Cuando los resultados de la vigilancia de la salud detecten algún problema ocular -alteración o enfermedad en los ojos- la necesidad de un reconocimiento oftalmológico.
Por último, señalar que empresario proporcionará gratuitamente a los trabajadores dispositivos correctores especiales para la protección de la vista, cuando los resultados de la vigilancia de la salud demuestren su necesidad y no puedan utilizarse dispositivos correctores normales.
Ejemplo: Dispositivos correctores especiales y normales.
Especiales.

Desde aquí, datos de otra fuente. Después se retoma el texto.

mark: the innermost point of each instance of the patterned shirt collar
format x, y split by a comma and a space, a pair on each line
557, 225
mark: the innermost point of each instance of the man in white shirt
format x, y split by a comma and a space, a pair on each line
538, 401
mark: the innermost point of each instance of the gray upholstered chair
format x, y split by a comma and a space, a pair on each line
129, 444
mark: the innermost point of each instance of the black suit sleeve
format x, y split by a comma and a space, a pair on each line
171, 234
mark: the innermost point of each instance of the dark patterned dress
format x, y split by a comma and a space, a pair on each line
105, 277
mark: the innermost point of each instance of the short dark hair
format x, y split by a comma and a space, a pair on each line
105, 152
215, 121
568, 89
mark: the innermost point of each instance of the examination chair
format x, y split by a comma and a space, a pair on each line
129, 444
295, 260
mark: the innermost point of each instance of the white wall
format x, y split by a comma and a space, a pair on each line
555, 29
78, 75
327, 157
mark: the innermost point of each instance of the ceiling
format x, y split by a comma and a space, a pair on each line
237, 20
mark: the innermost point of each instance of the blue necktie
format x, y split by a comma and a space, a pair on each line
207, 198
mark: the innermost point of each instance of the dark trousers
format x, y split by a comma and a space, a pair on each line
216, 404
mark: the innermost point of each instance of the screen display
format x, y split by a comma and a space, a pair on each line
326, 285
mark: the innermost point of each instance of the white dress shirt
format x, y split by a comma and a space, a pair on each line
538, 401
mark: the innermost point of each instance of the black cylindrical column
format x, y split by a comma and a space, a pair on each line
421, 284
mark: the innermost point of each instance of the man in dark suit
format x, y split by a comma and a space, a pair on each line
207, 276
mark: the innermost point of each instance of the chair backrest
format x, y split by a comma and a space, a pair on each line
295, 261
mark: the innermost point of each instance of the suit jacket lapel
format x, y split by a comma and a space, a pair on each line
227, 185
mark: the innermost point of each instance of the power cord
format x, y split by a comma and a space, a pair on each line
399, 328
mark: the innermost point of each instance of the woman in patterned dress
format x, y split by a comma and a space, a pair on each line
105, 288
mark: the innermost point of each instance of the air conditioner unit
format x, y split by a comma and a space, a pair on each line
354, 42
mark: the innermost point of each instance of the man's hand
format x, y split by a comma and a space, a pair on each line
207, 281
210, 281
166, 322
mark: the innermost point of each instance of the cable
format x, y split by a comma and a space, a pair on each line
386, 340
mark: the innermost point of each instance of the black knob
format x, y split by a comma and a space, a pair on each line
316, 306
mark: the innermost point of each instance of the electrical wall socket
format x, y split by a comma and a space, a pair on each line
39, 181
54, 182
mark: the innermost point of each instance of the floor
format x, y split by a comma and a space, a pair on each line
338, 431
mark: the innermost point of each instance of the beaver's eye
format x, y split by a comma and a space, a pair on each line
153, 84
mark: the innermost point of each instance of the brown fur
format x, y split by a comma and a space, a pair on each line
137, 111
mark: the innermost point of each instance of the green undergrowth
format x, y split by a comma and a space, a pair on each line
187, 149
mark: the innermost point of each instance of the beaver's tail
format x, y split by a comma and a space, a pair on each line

Son aquellos dispositivos correctores de la visión (gafas) que sean prescritos en los exámenes de salud, por el médico responsable de los mismos, con el fin de poder trabajar a las distancias requeridas específicamente en el puesto equipado con pantalla de visualización. Las gafas antirreflejo y sistemas análogos, destinados a proteger contra reflejos molestos, radiaciones, etc., no tienen la consideración de
dispositivos correctores especiales.
Normales. Son aquellos dispositivos destinados a corregir los defectos visuales con una finalidad distinta a la anterior.
INFORMACIÓN Y FORMACIÓN.
Los problemas de salud conocidos que pueden asociarse a la utilización de equipos con pantallas de visualización se pueden eliminar o reducir en gran proporción mediante un buen diseño del puesto, una correcta organización del trabajo y una adecuada información y formación adecuadas del trabajador
De conformidad con los artículos 18 y 19 de la Ley de Prevención de Riesgos Laborales, el empresario deberá garantizar que los trabajadores y los representantes de los trabajadores reciban una formación e- información adecuadas sobre los riesgos derivados de la utilización de los equipos que incluyan pantallas de visualización, así como sobre las medidas de prevención y protección que hayan de adoptarse en aplicación.
Así, el empresario deberá informar a los trabajadores sobre todos los aspectos relacionados con la seguridad y la salud en su puesto de trabajo y en concreto sobre:
La forma de utilizar los mecanismos de ajuste del equipo y del mobiliario del puesto, a fin de conseguir la configuración más adecuada a sus necesidades, poder adoptar posturas correctas, visualizar satisfactoriamente la pantalla, etc.
La importancia de propiciar el cambio postural en el transcurso del trabajo, evitando el estatismo y el mantenimiento de posturas incorrectas
La adopción de pautas saludables de trabajo para prevenir la fatiga. A este respecto, es recomendable la inclusión de una sencilla tabla de ejercicios visuales y musculares durante las pausas que ayude a reducir la tensión del trabajo prolongado ante la pantalla.
La mayor parte de esta información puede ser reforzada a través de folletos, carteles y medios audiovisuales, en los que se recojan, de forma clara, los aspectos esenciales. En todo caso, con arreglo a lo establecido en la Ley de Prevención de Riesgos Laborales, la información sobre el riesgo y las medidas preventivas deben ser suministradas a cada trabajador de forma individual.